New York, June 5, 2026, 18:09 (EDT)
Nvidia dropped roughly 6.2% to $205.10 late Friday, losing ground with other chip names. A strong U.S. jobs report and fresh questions about AI-chip demand weighed on one of Wall Street’s busiest trades. The stock was off $13.56 from its last close, according to market data.
Nvidia has been the top signal for investor demand in artificial intelligence spending. The PHLX Semiconductor Index slid 10.3%, its sharpest one-day drop since March 2020, with U.S.-listed chip stocks shedding roughly $1.3 trillion in market value, according to Reuters.
Labor data also weighed on markets. The Labor Department reported U.S. nonfarm payrolls increased 172,000 in May while unemployment stayed at 4.3%. The figures raised worries the Federal Reserve may stick with higher rates for longer. Growth stocks often take a hit from higher rates, since expected future profits lose value.
Nasdaq drops 4.18%, S&P 500 down 2.64% as tech rally stalls
“After the record run we’ve seen the last nine weeks in equities, specifically tech and semiconductors, the dam just broke today,” Ryan Detrick, chief market strategist at Carson Group, told Reuters. The Nasdaq Composite sank 4.18% and the S&P 500 fell 2.64%, snapping a nine-week streak of Friday-to-Friday gains. Reuters
Broadcom stock dropped after its results didn’t match strong hopes for custom AI chips—these are chips set up for one customer’s needs instead of general use. The company works with Alphabet and Meta to build in-house processors, taking on some of Nvidia’s data-center business. Analysts pointed to Broadcom’s steady $100 billion AI revenue forecast for fiscal 2027 as a letdown for investors.
Peers took sharp losses. Broadcom dropped 7.9% to $385.73 and Advanced Micro Devices slid 10.8% to $466.38, according to market data. With both stocks falling, Nvidia’s drop looked less like an isolated issue and more like a sign for the whole sector.
The semiconductor sector looked “way overbought,” according to Ohsung Kwon, chief equity strategist at Wells Fargo. But Kwon said he did not see this as “the end of the semi bull market.” Dennis Dick, proprietary trader at Triple D Trading, said investors had “blindly” bought any dip until Friday. Reuters
Nvidia shares fell even though the company’s latest report showed revenue is still strong. For the fiscal first quarter, Nvidia posted revenue of $81.6 billion, up 85% from the prior year. Data Center brought in $75.2 billion. Nvidia’s outlook for second-quarter revenue is $91.0 billion, give or take 2%. The board signed off on an extra $80 billion for buybacks and bumped up the dividend to 25 cents a share from 1 cent.

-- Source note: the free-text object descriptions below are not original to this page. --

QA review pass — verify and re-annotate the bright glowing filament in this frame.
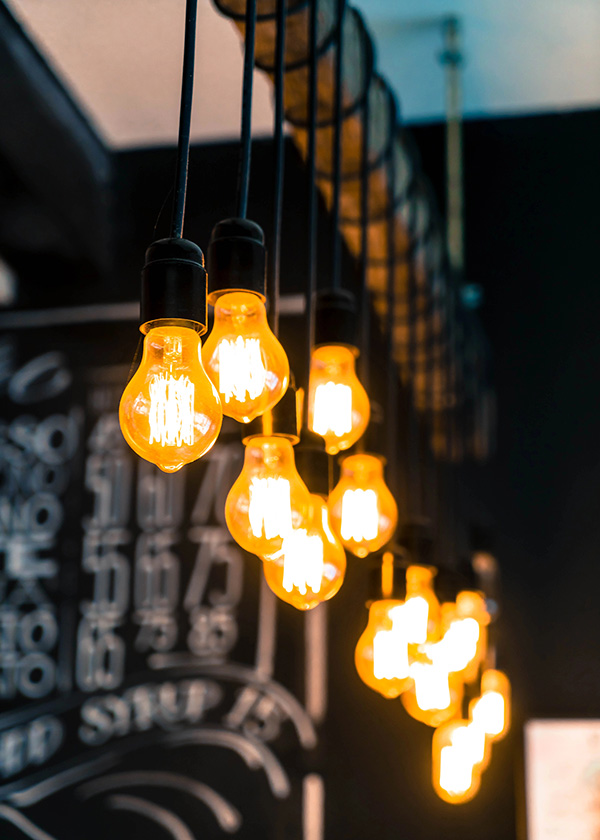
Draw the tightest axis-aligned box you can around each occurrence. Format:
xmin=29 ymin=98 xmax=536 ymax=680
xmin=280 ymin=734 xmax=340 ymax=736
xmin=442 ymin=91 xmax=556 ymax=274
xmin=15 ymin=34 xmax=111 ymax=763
xmin=119 ymin=325 xmax=222 ymax=473
xmin=217 ymin=336 xmax=267 ymax=402
xmin=202 ymin=291 xmax=289 ymax=423
xmin=280 ymin=529 xmax=324 ymax=595
xmin=248 ymin=476 xmax=292 ymax=540
xmin=148 ymin=372 xmax=195 ymax=446
xmin=225 ymin=436 xmax=311 ymax=557
xmin=355 ymin=599 xmax=412 ymax=698
xmin=262 ymin=494 xmax=346 ymax=611
xmin=470 ymin=669 xmax=511 ymax=740
xmin=403 ymin=596 xmax=430 ymax=645
xmin=410 ymin=661 xmax=451 ymax=711
xmin=329 ymin=453 xmax=398 ymax=558
xmin=308 ymin=344 xmax=370 ymax=454
xmin=425 ymin=617 xmax=480 ymax=673
xmin=312 ymin=381 xmax=353 ymax=438
xmin=373 ymin=605 xmax=410 ymax=681
xmin=433 ymin=720 xmax=482 ymax=804
xmin=340 ymin=488 xmax=378 ymax=542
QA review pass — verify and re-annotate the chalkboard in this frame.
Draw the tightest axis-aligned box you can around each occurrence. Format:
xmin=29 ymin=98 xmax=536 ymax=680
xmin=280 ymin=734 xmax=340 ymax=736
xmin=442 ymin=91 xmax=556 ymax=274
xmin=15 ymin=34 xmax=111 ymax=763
xmin=0 ymin=310 xmax=326 ymax=840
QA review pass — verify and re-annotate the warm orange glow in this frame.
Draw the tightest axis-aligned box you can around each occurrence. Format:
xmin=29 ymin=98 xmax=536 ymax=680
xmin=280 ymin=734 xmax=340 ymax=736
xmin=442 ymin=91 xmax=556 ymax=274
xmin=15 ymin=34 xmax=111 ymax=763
xmin=433 ymin=719 xmax=483 ymax=804
xmin=328 ymin=454 xmax=398 ymax=558
xmin=225 ymin=435 xmax=311 ymax=557
xmin=404 ymin=565 xmax=440 ymax=644
xmin=455 ymin=590 xmax=490 ymax=682
xmin=119 ymin=325 xmax=222 ymax=472
xmin=308 ymin=344 xmax=370 ymax=454
xmin=470 ymin=669 xmax=511 ymax=741
xmin=262 ymin=495 xmax=346 ymax=610
xmin=202 ymin=291 xmax=289 ymax=423
xmin=355 ymin=599 xmax=412 ymax=698
xmin=401 ymin=660 xmax=463 ymax=727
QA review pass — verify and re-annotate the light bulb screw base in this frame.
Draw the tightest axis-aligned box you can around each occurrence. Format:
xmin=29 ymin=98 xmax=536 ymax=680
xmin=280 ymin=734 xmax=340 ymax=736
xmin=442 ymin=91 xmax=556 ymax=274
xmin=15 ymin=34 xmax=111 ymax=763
xmin=207 ymin=218 xmax=267 ymax=303
xmin=140 ymin=237 xmax=208 ymax=333
xmin=314 ymin=289 xmax=359 ymax=349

Nvidia CEO Jensen Huang was in Seoul on Friday, pushing future demand. He talked up robotics and “physical AI” for South Korean factories and told reporters, “I brought a lot of business for Korea.” Reuters reported Samsung Electronics, SK Hynix and Micron have all been cleared to supply HBM4, the high-bandwidth memory used with AI chips, for Nvidia’s Vera Rubin AI platform. Reuters
Friday’s selloff could be more than just a shakeout. If Broadcom’s weaker AI message means custom-chip orders are slowing, or if higher yields keep hitting expensive growth stocks, Nvidia may have less margin even with robust demand numbers.
Right now, the question is whether buyers return to AI chip stocks after trimming risk this weekend, or if traders want to see cooler inflation before jumping back into Nvidia and similar names.